Steroids

Owners should have seen that their investments – their players – were hurting themselves both literally (performance enhancing drugs have been shown to cause long term physical and emotional damage) and figuratively (nobody likes a cheater), and forced the player’s union to accept some sort of drug testing, monitoring, and educational program.

More so than the owners, the players themselves bungled the steroid issue. The players who used were cheaters. And the players who didn’t were enablers. The players could have gone to their union representatives and argued that all suffer when a few use drugs. When a few bad apples appear, the whole tree looks bad. Those honorable players who avoided performance enhancers should have united and demanded that the playing field be leveled by comprehensive drug testing.

So here we are, ten years or so into this mess, and still no real resolution. The damning Mitchell Report named names, and the whole world now doubts just about every run that was scored since the Bash Brothers (noted users Mark McGwire and Jose Canseco of the Oakland Athletics) came onto the national scene in the late 1980’s. The answer to the problem is simple: learn from the past to make the future better.

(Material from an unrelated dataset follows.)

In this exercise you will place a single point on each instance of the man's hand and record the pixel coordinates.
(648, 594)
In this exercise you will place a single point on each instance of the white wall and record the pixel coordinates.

We cannot fix our past mistakes, but we can certainly use them to better ourselves. Major League Baseball must do the same. They must hire an independent outside organization to develop and enforce the strictest drug policy in sports. Year-around random testing is only the beginning. New technology, better research, improved education, transparent testing, harsh consequences, and mandatory meetings with everyone involved will make the program more reliable and valid. Just like they recovered from the Black Sox scandal or the strike of 1994, baseball will recover from the steroid issue. The question remains though – how quickly and how well.